Für das Gesamtjahr stehe damit ein BIP-Zuwachs von 6,7% zu Buche. Die zuvor veröffentlichten PMI-Ergebnisse würden ebenfalls eine robuste Wirtschaftsaktivität signalisieren. Sowohl der CFLP PMI Manufacturing als auch der auf kleine und mittelständische Unternehmen fokussierende Caixin Index würden eine anziehende Dynamik anzeigen. Auch im Dienstleistungssegment bleibe die Stimmung freundlich. Tatsächlich sei der Servicesektor nach wie vor einer der größten Hoffnungsträger in Bezug auf den Umbau des Wachstumsmodells. Der tertiäre Sektor habe der offiziellen Statistik folgend im 4. Quartal mit 52% den größten Beitrag zur Wirtschaftsleistung geleistet und könne mit +8,3% Y/Y eine beachtliche Dynamik vorweisen.

Die Unternehmensverschuldung bleibe für die PBOC eine Herausforderung. Der Dezember habe erneut eine stark ausgeprägte Kreditvergabe verzeichnet. Allein die neuen RMB-Darlehen hätten sich in diesem Monat auf RMB 1.040 Mrd. summiert. Dies lege den Schluss nahe, dass die aktuelle Wirtschaftsaktivität weiterhin durch eine anziehende Verschuldung erkauft werde. In Verbindung mit den Überhitzungstendenzen an den Finanzmärkten, sowie dem global anziehenden Zinsniveau, erhöhe sich - zumindest theoretisch - der Druck auf die PBOC, eine restriktivere Geldpolitik an den Tag zu legen.

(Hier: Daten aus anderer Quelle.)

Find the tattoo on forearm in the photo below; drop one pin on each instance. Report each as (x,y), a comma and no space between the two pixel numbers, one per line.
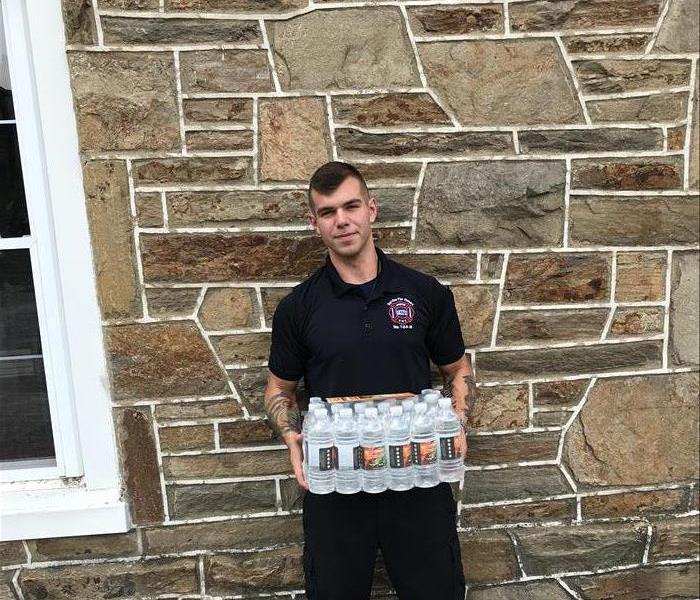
(469,397)
(283,413)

Vor allem das Antasten der Leitzinsen berge schwer kalkulierbare Risiken. Ein steigendes Zinsniveau würde schließlich zu einer Belastung für die schuldengeplagten Unternehmen werden, sinkende Zinsen dürften den Kreditkanal hingegen weiter befeuern. Größter Unsicherheitsfaktor für die kommenden Wochen und Monate bleibe der weitere Kurs der neuen US-Regierung, die neben Mexiko insbesondere China im Fokus habe. Der mögliche Einfluss einer Zuspitzung der ohnehin angespannten Lage auf den chinesischen Finanzmärkten sollte nicht unterschätzt werden. Außerdem werde sich der chinesische Staatspräsident verbale Attacken nicht über alle Maßen gefallen lassen. Neben der Einführung von Schutzzöllen könnte auch der RMB zur Gegenwehr herangezogen werden, was eine spürbare Abwertung der chinesischen Währung nicht ausschließt. (30.01.2017/alc/a/a)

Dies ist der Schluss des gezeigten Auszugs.